BNAS-v2: Memory-efficient and Performance-collapse-prevented Broad
Neural Architecture Search
- URL: http://arxiv.org/abs/2009.08886v4
- Date: Mon, 25 Jan 2021 09:05:02 GMT
- Title: BNAS-v2: Memory-efficient and Performance-collapse-prevented Broad
Neural Architecture Search
- Authors: Zixiang Ding, Yaran Chen, Nannan Li and Dongbin Zhao
- Abstract summary: BNAS-v2 embodying both superiorities of BCNN simultaneously.
continuous relaxation strategy to make each edge of cell relevant to all candidate operations.
Combination of partial channel connections and edge normalization can improve the memory efficiency further.

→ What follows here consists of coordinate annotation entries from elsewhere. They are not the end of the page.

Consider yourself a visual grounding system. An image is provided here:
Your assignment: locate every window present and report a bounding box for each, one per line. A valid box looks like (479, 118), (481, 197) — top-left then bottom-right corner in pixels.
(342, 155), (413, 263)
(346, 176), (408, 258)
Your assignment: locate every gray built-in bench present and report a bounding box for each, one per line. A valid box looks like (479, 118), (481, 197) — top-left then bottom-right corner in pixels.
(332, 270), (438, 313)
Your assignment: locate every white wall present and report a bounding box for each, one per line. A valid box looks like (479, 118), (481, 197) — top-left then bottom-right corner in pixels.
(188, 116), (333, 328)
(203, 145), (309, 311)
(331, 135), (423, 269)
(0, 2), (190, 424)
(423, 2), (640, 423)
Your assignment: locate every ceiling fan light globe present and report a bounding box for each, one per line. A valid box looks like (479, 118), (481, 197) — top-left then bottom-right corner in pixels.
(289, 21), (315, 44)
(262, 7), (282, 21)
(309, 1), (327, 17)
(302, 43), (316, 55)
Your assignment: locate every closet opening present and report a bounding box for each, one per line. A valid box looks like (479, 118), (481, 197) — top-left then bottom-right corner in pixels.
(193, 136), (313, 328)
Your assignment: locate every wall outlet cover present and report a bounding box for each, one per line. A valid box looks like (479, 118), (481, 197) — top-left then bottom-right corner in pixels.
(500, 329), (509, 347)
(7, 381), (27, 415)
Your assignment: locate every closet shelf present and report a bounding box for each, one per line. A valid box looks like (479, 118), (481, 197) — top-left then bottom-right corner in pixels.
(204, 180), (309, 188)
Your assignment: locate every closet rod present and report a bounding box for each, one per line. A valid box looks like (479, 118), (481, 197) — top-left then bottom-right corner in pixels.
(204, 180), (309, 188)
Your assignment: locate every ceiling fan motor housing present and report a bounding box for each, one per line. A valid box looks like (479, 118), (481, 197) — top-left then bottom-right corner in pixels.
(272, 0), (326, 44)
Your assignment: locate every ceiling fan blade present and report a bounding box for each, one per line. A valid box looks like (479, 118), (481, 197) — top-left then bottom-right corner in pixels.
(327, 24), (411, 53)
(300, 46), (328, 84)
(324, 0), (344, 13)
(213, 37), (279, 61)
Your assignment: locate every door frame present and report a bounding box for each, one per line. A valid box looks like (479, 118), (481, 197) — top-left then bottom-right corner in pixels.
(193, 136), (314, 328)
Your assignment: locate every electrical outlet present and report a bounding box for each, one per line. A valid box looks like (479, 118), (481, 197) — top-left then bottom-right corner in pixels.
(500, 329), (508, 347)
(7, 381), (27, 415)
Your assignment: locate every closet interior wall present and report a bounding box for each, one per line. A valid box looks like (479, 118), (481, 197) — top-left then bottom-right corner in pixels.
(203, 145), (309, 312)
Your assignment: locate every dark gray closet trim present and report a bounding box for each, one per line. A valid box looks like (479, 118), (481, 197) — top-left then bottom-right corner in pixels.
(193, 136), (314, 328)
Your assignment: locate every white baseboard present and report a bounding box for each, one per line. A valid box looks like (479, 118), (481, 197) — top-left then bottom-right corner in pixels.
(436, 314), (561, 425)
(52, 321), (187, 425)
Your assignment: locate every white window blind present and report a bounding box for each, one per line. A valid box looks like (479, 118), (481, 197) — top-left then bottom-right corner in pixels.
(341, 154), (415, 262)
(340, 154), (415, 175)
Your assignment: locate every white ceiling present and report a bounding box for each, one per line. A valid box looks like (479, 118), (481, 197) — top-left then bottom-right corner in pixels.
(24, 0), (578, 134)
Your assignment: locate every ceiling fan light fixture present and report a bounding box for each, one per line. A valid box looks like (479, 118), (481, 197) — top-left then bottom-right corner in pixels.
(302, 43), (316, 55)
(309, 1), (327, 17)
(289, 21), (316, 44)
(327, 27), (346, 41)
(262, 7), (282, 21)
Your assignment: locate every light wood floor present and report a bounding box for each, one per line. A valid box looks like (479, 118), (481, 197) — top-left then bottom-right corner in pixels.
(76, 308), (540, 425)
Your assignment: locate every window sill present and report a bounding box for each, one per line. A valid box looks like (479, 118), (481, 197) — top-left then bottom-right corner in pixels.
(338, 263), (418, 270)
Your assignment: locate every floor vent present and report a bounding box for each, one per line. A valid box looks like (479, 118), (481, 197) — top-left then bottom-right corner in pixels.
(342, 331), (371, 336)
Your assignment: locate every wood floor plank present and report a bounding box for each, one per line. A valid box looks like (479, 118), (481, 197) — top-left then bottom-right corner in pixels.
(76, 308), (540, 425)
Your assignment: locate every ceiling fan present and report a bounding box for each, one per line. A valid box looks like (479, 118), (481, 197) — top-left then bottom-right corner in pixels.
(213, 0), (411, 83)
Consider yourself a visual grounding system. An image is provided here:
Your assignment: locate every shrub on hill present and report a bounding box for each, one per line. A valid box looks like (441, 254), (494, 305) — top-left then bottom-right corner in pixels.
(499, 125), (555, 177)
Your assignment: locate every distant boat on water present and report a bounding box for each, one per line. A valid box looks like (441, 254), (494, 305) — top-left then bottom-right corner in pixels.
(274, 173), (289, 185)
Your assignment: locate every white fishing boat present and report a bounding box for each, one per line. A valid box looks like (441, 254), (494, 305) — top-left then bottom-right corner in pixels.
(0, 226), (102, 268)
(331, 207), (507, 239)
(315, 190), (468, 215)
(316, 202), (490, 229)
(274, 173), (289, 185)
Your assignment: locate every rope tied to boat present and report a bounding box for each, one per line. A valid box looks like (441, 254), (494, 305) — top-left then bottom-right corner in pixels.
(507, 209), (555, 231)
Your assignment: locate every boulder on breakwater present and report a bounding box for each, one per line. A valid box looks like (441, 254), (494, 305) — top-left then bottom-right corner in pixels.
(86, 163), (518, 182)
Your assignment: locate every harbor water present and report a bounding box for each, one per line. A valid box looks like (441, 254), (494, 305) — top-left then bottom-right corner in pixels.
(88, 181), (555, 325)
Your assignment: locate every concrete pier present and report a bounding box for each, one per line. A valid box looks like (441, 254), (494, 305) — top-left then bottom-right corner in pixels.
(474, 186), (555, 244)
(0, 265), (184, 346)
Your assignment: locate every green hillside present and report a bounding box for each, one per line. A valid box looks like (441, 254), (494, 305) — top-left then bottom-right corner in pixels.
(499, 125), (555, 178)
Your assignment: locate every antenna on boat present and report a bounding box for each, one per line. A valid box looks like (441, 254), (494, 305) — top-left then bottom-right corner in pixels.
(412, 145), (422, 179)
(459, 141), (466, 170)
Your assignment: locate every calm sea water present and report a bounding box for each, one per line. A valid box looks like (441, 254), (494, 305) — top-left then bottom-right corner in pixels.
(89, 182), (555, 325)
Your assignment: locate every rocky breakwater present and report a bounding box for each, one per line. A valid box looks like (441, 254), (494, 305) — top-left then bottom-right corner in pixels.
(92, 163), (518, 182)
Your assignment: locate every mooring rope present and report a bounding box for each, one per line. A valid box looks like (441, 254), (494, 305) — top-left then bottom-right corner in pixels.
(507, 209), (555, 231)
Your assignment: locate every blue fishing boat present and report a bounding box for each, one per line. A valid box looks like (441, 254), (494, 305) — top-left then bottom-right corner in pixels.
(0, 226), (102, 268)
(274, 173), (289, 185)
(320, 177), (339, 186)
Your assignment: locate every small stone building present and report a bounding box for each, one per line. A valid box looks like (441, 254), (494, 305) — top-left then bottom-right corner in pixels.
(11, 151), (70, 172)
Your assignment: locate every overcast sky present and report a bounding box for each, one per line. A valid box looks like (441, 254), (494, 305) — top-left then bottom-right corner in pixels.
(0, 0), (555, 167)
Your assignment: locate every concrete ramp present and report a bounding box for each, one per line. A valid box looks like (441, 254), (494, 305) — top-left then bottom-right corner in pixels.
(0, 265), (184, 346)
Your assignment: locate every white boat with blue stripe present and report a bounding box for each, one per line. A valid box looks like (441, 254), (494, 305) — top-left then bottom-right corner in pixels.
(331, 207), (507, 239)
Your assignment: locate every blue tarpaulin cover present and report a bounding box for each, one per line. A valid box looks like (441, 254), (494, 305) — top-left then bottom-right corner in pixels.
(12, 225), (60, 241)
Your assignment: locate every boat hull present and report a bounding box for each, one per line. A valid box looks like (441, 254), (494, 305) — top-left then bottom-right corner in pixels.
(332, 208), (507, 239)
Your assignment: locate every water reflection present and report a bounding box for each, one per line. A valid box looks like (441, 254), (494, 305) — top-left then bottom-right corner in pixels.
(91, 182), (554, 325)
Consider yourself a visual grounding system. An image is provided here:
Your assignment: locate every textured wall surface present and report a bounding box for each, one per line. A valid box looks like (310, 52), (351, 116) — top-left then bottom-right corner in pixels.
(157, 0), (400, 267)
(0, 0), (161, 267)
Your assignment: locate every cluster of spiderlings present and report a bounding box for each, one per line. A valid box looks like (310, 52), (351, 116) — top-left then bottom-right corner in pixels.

- Score: 15.287692867984228
- License: http://arxiv.org/licenses/nonexclusive-distrib/1.0/
- Abstract: In this paper, we propose BNAS-v2 to further improve the efficiency of NAS,
embodying both superiorities of BCNN simultaneously. To mitigate the unfair
training issue of BNAS, we employ continuous relaxation strategy to make each
edge of cell in BCNN relevant to all candidate operations for
over-parameterized BCNN construction. Moreover, the continuous relaxation
strategy relaxes the choice of a candidate operation as a softmax over all
predefined operations. Consequently, BNAS-v2 employs the gradient-based
optimization algorithm to simultaneously update every possible path of
over-parameterized BCNN, rather than the single sampled one as BNAS. However,
continuous relaxation leads to another issue named performance collapse, in
which those weight-free operations are prone to be selected by the search
strategy. For this consequent issue, two solutions are given: 1) we propose
Confident Learning Rate (CLR) that considers the confidence of gradient for
architecture weights update, increasing with the training time of
over-parameterized BCNN; 2) we introduce the combination of partial channel
connections and edge normalization that also can improve the memory efficiency
further. Moreover, we denote differentiable BNAS (i.e. BNAS with continuous
relaxation) as BNAS-D, BNAS-D with CLR as BNAS-v2-CLR, and partial-connected
BNAS-D as BNAS-v2-PC. Experimental results on CIFAR-10 and ImageNet show that
1) BNAS-v2 delivers state-of-the-art search efficiency on both CIFAR-10 (0.05
GPU days that is 4x faster than BNAS) and ImageNet (0.19 GPU days); and 2) the
proposed CLR is effective to alleviate the performance collapse issue in both
BNAS-D and vanilla differentiable NAS framework.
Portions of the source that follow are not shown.